Introduction to Big Data#

About Big Data#

Big data is a common topic of discussion in the business intelligence world, and you may have heard about it a lot. But what is the difference with small data?

Definition#

Typically, data experts define big data by the “Three V’s”: Volume, Variety, and Velocity. They’re what make big data and small data different from each other. Veracity, Data Location, and Infrastructure are also some major aspects of big data.

Volume

Data volume is the sheer amount of data you have to process. Big data is often used to describe massive chunks of unstructured information. Small data involves more precise, bite-sized files.

Variety

Data variety refers to the number of data types. Big data might refer to multiple types while small data tends to focus on one type of data.

Velocity

Data velocity describes the speed at which information is acquired and processed. While big data involves huge chunks of information that can only be analyzed periodically, small data is typically compact enough to be processed quickly, often in real-time.

Veracity

Data veracity describes the quality of data. Big data is not guaranteed to all be in the same format or of the same quality. Rigorous data validation is required before processing.

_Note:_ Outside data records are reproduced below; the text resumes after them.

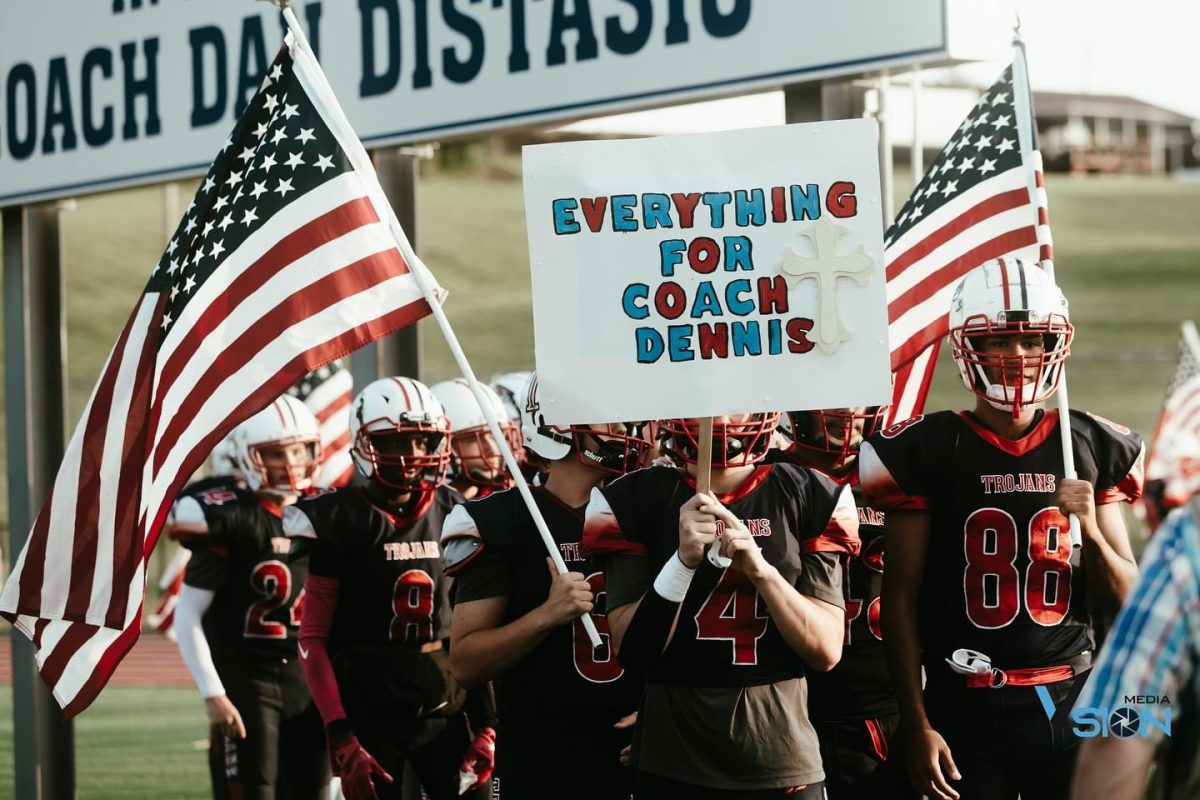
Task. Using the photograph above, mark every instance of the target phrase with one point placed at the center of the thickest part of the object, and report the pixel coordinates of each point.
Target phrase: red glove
(480, 758)
(358, 769)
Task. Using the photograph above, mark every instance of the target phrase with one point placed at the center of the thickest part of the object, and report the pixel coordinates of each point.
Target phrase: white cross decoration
(826, 268)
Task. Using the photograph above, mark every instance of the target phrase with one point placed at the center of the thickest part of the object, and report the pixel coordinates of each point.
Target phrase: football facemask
(411, 459)
(736, 441)
(835, 432)
(478, 459)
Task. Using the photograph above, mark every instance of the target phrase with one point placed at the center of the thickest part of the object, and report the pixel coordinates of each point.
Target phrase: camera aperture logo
(1140, 716)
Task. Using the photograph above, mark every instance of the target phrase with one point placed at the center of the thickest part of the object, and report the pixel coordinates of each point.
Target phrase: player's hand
(358, 769)
(697, 529)
(480, 758)
(223, 716)
(930, 764)
(738, 545)
(627, 752)
(570, 596)
(1075, 497)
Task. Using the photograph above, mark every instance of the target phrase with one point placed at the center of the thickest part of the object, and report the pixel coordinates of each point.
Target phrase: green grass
(132, 744)
(1128, 257)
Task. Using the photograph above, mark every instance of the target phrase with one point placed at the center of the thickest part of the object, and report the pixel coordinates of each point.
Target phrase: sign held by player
(718, 274)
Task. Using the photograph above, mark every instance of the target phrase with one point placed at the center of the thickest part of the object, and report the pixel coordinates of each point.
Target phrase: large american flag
(328, 394)
(973, 204)
(287, 258)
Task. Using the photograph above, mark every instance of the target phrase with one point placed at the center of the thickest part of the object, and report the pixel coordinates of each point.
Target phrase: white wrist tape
(673, 579)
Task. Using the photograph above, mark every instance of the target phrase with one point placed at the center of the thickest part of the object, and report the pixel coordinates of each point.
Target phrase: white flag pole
(426, 284)
(1023, 103)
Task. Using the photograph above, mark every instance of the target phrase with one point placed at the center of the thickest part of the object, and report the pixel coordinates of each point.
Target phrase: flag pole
(705, 482)
(1023, 103)
(421, 276)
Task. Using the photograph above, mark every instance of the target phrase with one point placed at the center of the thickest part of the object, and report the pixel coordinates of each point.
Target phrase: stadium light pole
(35, 411)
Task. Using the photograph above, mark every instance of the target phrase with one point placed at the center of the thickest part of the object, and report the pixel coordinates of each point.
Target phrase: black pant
(653, 787)
(863, 758)
(1002, 741)
(433, 746)
(547, 761)
(283, 753)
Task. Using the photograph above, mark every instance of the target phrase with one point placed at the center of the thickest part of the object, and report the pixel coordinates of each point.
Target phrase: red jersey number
(412, 606)
(731, 613)
(873, 559)
(273, 581)
(991, 581)
(598, 666)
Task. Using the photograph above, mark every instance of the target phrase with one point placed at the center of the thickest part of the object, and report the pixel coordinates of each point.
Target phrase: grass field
(132, 744)
(1128, 257)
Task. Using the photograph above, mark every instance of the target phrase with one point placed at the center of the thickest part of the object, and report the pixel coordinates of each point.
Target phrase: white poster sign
(709, 274)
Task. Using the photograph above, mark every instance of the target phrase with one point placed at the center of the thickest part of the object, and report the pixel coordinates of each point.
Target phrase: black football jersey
(805, 525)
(563, 678)
(997, 575)
(246, 561)
(859, 687)
(388, 567)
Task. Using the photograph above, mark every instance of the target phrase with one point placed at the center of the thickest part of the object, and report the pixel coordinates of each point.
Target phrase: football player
(853, 707)
(510, 388)
(377, 611)
(477, 468)
(726, 638)
(516, 619)
(238, 613)
(982, 588)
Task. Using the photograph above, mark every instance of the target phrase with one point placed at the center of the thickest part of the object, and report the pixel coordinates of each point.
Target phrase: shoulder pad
(297, 523)
(601, 531)
(186, 519)
(880, 487)
(461, 541)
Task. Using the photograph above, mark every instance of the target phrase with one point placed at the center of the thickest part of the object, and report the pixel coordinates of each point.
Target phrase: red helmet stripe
(403, 390)
(276, 404)
(1003, 282)
(1025, 289)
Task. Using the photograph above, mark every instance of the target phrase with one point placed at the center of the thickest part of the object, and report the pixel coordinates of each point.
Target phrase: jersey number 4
(273, 581)
(991, 581)
(732, 613)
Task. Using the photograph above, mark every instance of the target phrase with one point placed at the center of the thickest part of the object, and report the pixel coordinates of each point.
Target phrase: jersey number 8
(991, 581)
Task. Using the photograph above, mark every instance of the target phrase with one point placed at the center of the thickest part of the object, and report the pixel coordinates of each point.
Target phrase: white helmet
(286, 421)
(510, 388)
(612, 452)
(1002, 298)
(400, 407)
(477, 458)
(223, 458)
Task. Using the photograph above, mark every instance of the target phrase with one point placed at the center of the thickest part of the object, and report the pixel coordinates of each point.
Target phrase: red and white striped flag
(288, 258)
(328, 394)
(1177, 435)
(972, 205)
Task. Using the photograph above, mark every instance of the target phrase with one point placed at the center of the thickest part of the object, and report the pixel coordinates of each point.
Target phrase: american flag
(328, 392)
(287, 258)
(1180, 417)
(972, 205)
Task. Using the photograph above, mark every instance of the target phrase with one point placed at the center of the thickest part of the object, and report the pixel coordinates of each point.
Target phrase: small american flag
(973, 204)
(328, 394)
(1180, 416)
(287, 258)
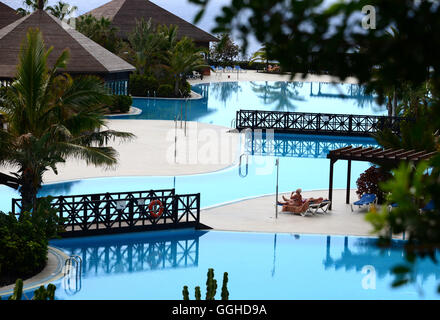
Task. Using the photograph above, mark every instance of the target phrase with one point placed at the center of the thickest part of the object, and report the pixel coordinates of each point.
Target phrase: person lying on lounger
(296, 199)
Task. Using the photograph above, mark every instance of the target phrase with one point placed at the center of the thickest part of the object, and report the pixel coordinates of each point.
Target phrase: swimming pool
(156, 265)
(303, 160)
(303, 163)
(221, 100)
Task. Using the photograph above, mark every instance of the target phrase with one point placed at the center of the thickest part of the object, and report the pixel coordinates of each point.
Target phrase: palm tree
(99, 30)
(31, 6)
(183, 58)
(51, 117)
(260, 56)
(147, 45)
(62, 10)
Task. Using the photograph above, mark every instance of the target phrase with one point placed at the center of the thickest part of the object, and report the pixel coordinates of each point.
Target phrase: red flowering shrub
(368, 182)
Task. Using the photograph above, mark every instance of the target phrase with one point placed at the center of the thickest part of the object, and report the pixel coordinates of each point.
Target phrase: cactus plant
(18, 290)
(185, 293)
(198, 293)
(211, 288)
(225, 292)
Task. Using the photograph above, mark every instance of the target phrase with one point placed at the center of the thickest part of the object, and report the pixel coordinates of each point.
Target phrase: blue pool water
(303, 160)
(221, 101)
(303, 163)
(156, 265)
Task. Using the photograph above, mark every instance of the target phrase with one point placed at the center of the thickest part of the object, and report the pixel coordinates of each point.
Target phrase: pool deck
(205, 148)
(258, 215)
(52, 272)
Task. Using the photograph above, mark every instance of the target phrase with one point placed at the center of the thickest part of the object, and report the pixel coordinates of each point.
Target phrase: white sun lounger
(316, 207)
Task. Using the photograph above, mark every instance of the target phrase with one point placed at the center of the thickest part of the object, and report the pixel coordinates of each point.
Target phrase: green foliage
(225, 51)
(18, 290)
(62, 9)
(41, 293)
(142, 85)
(211, 288)
(198, 294)
(368, 182)
(24, 241)
(120, 104)
(51, 117)
(99, 30)
(225, 292)
(166, 91)
(185, 293)
(411, 189)
(161, 60)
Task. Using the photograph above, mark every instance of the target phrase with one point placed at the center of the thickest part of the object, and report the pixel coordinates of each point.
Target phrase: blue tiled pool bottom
(157, 265)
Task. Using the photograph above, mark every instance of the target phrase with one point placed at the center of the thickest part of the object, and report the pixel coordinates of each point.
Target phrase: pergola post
(347, 198)
(330, 187)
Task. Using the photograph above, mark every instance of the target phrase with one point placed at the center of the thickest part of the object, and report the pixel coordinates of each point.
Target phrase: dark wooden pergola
(374, 155)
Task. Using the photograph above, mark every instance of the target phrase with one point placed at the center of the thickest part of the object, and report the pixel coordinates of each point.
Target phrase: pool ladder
(72, 274)
(240, 173)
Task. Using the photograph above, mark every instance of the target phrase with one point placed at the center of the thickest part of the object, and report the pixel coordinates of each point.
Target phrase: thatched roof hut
(7, 15)
(124, 13)
(86, 56)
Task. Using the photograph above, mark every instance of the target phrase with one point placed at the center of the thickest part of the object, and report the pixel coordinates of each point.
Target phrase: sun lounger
(365, 200)
(319, 207)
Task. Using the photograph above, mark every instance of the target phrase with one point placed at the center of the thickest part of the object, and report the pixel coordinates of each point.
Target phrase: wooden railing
(123, 212)
(316, 123)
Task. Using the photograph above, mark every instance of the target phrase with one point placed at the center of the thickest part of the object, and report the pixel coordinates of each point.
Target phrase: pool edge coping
(34, 282)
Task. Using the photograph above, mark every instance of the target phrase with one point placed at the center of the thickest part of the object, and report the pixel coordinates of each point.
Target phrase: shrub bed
(24, 242)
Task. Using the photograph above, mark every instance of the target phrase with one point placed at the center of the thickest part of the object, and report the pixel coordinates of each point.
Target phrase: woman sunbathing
(296, 203)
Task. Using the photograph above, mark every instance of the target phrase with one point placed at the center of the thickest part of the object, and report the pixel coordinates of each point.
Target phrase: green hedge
(24, 242)
(120, 104)
(142, 85)
(148, 85)
(165, 91)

Small data contains less noise as data is collected in a controlled manner.

Data Location

Due to the sheer amount of data, big data is mostly on distributed storage in the Cloud or on external file systems. Meanwhile, small data are located within an enterprise, local servers, etc.

Infrastructure

Small data can be processed on individual computers, such as laptops or workstations. This isn’t the case with big data, which is usually processed simultaneously on multiple high-end servers.